# my rat keeps making this wierd screaming noise!!!?!?!?!?!



## Skitza (May 18, 2008)

As you know i finally got my ratties housed together. but at night, daisy makes this weird screaming like noise.
what could this be? what does it mean?
please help,
skitza


----------



## junior_j (Jan 24, 2008)

*Re: my rat keeps making this wierd screaming noise!!!?!?!?!?*

It can mean various things (although i am NO expert)

Mine make a high pitched weird screaming like nose at night if they are in heat or they are fighting..mostly fighting..

They should be ok , keep a eye on them..
Jess x


----------



## Skitza (May 18, 2008)

*Re: my rat keeps making this wierd screaming noise!!!?!?!?!?*

ok, thanks, i can hear russling in the backround. lol. thanks.


----------



## ration1802 (Sep 25, 2007)

*Re: my rat keeps making this wierd screaming noise!!!?!?!?!?*

The only time I have ever known my rats to scream at night is when they are battling/fighting (although it's usually more of a dominance thing than actual fighting).

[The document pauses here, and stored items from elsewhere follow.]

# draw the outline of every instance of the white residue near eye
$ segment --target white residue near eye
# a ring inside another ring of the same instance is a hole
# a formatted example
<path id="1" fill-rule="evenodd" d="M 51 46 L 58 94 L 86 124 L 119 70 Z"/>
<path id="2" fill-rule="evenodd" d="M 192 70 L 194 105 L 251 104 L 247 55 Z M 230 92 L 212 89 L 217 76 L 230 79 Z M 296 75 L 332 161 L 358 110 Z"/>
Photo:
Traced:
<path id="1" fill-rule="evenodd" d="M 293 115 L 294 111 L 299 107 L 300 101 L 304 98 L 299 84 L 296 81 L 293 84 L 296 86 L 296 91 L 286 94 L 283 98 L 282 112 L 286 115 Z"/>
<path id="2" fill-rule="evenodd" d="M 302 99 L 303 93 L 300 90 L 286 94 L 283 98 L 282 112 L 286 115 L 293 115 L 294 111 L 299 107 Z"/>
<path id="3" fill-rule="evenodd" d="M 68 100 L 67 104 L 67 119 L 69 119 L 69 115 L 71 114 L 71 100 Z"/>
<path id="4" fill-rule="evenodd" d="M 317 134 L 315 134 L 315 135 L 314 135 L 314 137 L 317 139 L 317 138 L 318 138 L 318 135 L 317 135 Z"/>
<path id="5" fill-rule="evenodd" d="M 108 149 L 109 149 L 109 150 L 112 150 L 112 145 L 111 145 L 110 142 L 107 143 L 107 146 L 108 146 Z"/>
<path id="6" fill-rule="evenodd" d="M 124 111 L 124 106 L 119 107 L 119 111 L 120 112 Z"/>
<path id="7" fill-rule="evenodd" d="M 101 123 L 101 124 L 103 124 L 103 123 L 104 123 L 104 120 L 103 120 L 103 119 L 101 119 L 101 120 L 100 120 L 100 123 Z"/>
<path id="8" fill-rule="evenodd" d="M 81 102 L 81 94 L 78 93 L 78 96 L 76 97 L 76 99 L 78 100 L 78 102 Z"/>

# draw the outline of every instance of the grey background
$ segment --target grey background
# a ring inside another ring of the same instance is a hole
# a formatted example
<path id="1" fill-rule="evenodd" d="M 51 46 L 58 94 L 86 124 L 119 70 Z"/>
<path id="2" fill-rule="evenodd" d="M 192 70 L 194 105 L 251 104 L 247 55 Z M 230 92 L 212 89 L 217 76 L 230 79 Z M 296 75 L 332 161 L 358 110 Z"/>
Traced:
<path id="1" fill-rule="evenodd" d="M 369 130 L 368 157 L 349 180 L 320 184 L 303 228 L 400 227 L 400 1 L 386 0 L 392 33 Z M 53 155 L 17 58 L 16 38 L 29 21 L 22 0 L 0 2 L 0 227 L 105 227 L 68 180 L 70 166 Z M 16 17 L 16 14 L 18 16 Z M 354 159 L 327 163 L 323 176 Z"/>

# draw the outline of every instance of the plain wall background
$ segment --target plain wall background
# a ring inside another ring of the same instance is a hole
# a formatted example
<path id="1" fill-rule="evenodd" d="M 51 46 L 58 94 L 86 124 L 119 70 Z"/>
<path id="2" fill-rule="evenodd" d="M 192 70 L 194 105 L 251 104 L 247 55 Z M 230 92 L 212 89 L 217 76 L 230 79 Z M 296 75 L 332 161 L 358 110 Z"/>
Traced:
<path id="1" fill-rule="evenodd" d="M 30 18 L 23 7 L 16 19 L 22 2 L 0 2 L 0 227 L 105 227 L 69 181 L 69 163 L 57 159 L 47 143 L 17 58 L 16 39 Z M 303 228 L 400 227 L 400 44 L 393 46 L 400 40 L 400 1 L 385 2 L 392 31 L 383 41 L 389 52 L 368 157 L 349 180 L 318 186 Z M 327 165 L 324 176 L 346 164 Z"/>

I assume they are now getting on alright?


----------



## geebus (Jun 23, 2008)

*Re: my rat keeps making this wierd screaming noise!!!?!?!?!?*

Sounds lim,e its having the nightmares for sure.


----------



## lilspaz68 (Feb 24, 2007)

*Re: my rat keeps making this wierd screaming noise!!!?!?!?!?*

Yep sounds like pinning or someone is in heat...


----------



## lovinmyworm (Feb 18, 2008)

*Re: my rat keeps making this wierd screaming noise!!!?!?!?!?*

Mine have never exactly screamed before. They Eep really loud, but never scream when they are fighting. Weird.


----------



## tialloydragon (Aug 27, 2007)

*Re: my rat keeps making this wierd screaming noise!!!?!?!?!?*

typically my rats shreik when they are fighting or when my Alpha pinns down one of the subordinates (they're all a bunch of drama queens.)


----------



## Forensic (Apr 12, 2007)

*Re: my rat keeps making this wierd screaming noise!!!?!?!?!?*

One of my rats did this for a while when I got Jack and Puck. I'm pretty sure it was Bacardi. He's just stand there and squeal at them.

Crazy loon.


----------



## kenRakuu (Mar 29, 2008)

*Re: my rat keeps making this wierd screaming noise!!!?!?!?!?*



Forensic said:


> One of my rats did this for a while when I got Jack and Puck. I'm pretty sure it was Bacardi. He's just stand there and squeal at them.
> 
> Crazy loon.


 This made me laugh really hard and I don't know why... 
When I was a kid my mum had guests over and my dog was growling at her friends boyfriend and I came into the living room and said "You're a bad man" and walked away and bragged the Rotti with me. 

The guy did end up being a pretty nasty guy. 
Maybe Bacardi was just being like that lol


----------



## Forensic (Apr 12, 2007)

*Re: my rat keeps making this wierd screaming noise!!!?!?!?!?*

Well, he was somewhat right about Jack... he's not Jack Attack for nothing, after all.  But he's long since stopped, they're used to the smell of each other now!


----------



## kenRakuu (Mar 29, 2008)

*Re: my rat keeps making this wierd screaming noise!!!?!?!?!?*



Forensic said:


> Well, he was somewhat right about Jack... he's not Jack Attack for nothing, after all.  But he's long since stopped, they're used to the smell of each other now!


 aw thats sort of sad, but at least they're getting along now


----------